Managing the volume of merged rows - Amazon Redshift
Services or capabilities described in Amazon Web Services documentation might vary by Region. To see the differences applicable to the China Regions, see Getting Started with Amazon Web Services in China (PDF).

Managing the volume of merged rows

If a vacuum operation needs to merge new rows into a table's sorted region, the time required for a vacuum will increase as the table grows larger. You can improve vacuum performance by reducing the number of rows that must be merged.

Before a vacuum, a table consists of a sorted region at the head of the table, followed by an unsorted region, which grows whenever rows are added or updated. When a set of rows is added by a COPY operation, the new set of rows is sorted on the sort key as it is added to the unsorted region at the end of the table. The new rows are ordered within their own set, but not within the unsorted region.

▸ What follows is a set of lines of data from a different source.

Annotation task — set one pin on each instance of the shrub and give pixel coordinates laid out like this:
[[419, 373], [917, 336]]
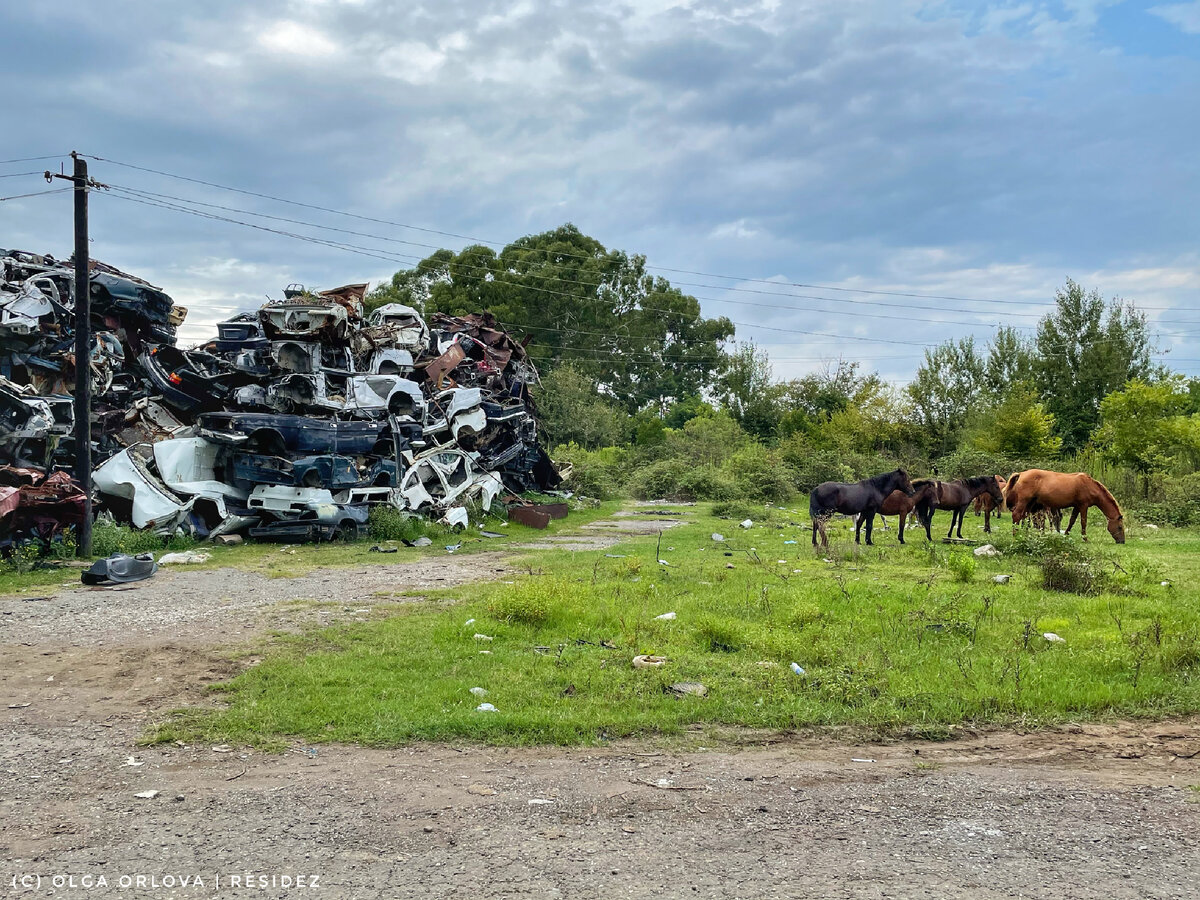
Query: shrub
[[388, 523], [737, 509], [761, 475], [969, 462], [1069, 574], [810, 466], [681, 480], [963, 567], [1180, 504], [529, 605], [718, 635], [595, 473], [109, 538]]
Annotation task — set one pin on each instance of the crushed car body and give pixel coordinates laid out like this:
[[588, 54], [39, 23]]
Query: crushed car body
[[288, 425]]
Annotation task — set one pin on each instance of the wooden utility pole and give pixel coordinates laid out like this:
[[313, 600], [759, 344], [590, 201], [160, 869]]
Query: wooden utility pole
[[83, 349]]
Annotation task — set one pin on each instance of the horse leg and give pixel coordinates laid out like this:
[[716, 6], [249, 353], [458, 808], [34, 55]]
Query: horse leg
[[1018, 514]]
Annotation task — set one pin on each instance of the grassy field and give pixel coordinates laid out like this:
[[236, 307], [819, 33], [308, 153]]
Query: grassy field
[[912, 640]]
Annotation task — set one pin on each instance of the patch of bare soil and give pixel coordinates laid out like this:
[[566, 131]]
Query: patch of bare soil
[[220, 606], [1091, 811]]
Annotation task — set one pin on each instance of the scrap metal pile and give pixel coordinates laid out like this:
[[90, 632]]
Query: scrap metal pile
[[287, 426]]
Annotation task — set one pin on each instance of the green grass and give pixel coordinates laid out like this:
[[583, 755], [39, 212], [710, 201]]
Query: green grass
[[895, 639]]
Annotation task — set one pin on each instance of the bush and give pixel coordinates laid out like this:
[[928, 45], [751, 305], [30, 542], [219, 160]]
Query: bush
[[595, 473], [810, 466], [737, 509], [1180, 505], [761, 475], [681, 480], [109, 538], [388, 523], [1069, 574], [963, 567], [529, 605], [718, 635], [969, 462]]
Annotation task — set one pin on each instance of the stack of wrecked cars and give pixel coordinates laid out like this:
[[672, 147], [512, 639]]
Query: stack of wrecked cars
[[287, 426]]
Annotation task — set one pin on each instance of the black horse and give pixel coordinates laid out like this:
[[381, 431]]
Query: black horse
[[957, 496], [862, 497]]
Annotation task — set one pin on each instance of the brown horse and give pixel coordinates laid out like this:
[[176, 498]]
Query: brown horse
[[987, 504], [1055, 491], [900, 504], [957, 496]]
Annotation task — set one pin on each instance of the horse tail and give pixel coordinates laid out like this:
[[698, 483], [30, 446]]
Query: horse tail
[[1108, 493]]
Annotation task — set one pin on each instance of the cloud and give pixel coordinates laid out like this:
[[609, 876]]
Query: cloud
[[951, 148], [293, 39], [1185, 17]]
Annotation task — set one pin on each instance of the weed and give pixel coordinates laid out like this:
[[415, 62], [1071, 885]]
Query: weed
[[387, 523], [963, 567], [1069, 574], [719, 635]]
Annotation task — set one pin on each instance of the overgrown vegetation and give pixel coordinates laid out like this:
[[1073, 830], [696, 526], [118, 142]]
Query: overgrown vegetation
[[892, 639]]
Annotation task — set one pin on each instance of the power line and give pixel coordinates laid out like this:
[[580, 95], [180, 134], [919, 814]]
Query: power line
[[579, 256], [35, 193], [33, 159], [599, 283], [399, 258]]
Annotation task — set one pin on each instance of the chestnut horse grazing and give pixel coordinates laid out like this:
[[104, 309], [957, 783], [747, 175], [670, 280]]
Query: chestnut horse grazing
[[865, 497], [1055, 490]]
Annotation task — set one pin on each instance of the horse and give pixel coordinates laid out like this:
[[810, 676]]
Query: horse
[[900, 504], [1056, 491], [957, 496], [865, 497], [987, 504]]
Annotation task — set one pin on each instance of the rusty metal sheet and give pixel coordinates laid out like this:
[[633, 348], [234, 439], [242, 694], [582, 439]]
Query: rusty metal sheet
[[529, 516]]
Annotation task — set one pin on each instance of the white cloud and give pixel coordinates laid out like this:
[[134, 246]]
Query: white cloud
[[298, 40], [1185, 17]]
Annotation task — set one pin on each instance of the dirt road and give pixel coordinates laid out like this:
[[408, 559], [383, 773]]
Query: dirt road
[[1098, 811]]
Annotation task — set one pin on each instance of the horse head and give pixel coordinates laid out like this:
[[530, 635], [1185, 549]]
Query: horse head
[[1116, 528]]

The following diagram illustrates the unsorted region after two successive COPY operations, where the sort key is CUSTID. For simplicity, this example shows a compound sort key, but the same principles apply to interleaved sort keys, except that the impact of the unsorted region is greater for interleaved tables.

A vacuum restores the table's sort order in two stages:

  1. Sort the unsorted region into a newly-sorted region.

    The first stage is relatively cheap, because only the unsorted region is rewritten. If the range of sort key values of the newly sorted region is higher than the existing range, only the new rows need to be rewritten, and the vacuum is complete. For example, if the sorted region contains ID values 1 to 500 and subsequent copy operations add key values greater than 500, then only the unsorted region needs to be rewritten.

  2. Merge the newly-sorted region with the previously-sorted region.

    If the keys in the newly sorted region overlap the keys in the sorted region, then VACUUM needs to merge the rows. Starting at the beginning of the newly-sorted region (at the lowest sort key), the vacuum writes the merged rows from the previously sorted region and the newly sorted region into a new set of blocks.

The extent to which the new sort key range overlaps the existing sort keys determines the extent to which the previously-sorted region will need to be rewritten. If the unsorted keys are scattered throughout the existing sort range, a vacuum might need to rewrite existing portions of the table.

The following diagram shows how a vacuum would sort and merge rows that are added to a table where CUSTID is the sort key. Because each copy operation adds a new set of rows with key values that overlap the existing keys, almost the entire table needs to be rewritten. The diagram shows single sort and merge, but in practice, a large vacuum consists of a series of incremental sort and merge steps.

If the range of sort keys in a set of new rows overlaps the range of existing keys, the cost of the merge stage continues to grow in proportion to the table size as the table grows while the cost of the sort stage remains proportional to the size of the unsorted region. In such a case, the cost of the merge stage overshadows the cost of the sort stage, as the following diagram shows.

To determine what proportion of a table was remerged, query SVV_VACUUM_SUMMARY after the vacuum operation completes. The following query shows the effect of six successive vacuums as CUSTSALES grew larger over time.

select * from svv_vacuum_summary where table_name = 'custsales'; table_name | xid | sort_ | merge_ | elapsed_ | row_ | sortedrow_ | block_ | max_merge_ | | partitions | increments | time | delta | delta | delta | partitions -----------+------+------------+------------+------------+-------+------------+---------+--------------- custsales | 7072 | 3 | 2 | 143918314 | 0 | 88297472 | 1524 | 47 custsales | 7122 | 3 | 3 | 164157882 | 0 | 88297472 | 772 | 47 custsales | 7212 | 3 | 4 | 187433171 | 0 | 88297472 | 767 | 47 custsales | 7289 | 3 | 4 | 255482945 | 0 | 88297472 | 770 | 47 custsales | 7420 | 3 | 5 | 316583833 | 0 | 88297472 | 769 | 47 custsales | 9007 | 3 | 6 | 306685472 | 0 | 88297472 | 772 | 47 (6 rows)

The merge_increments column gives an indication of the amount of data that was merged for each vacuum operation. If the number of merge increments over consecutive vacuums increases in proportion to the growth in table size, it indicates that each vacuum operation is remerging an increasing number of rows in the table because the existing and newly sorted regions overlap.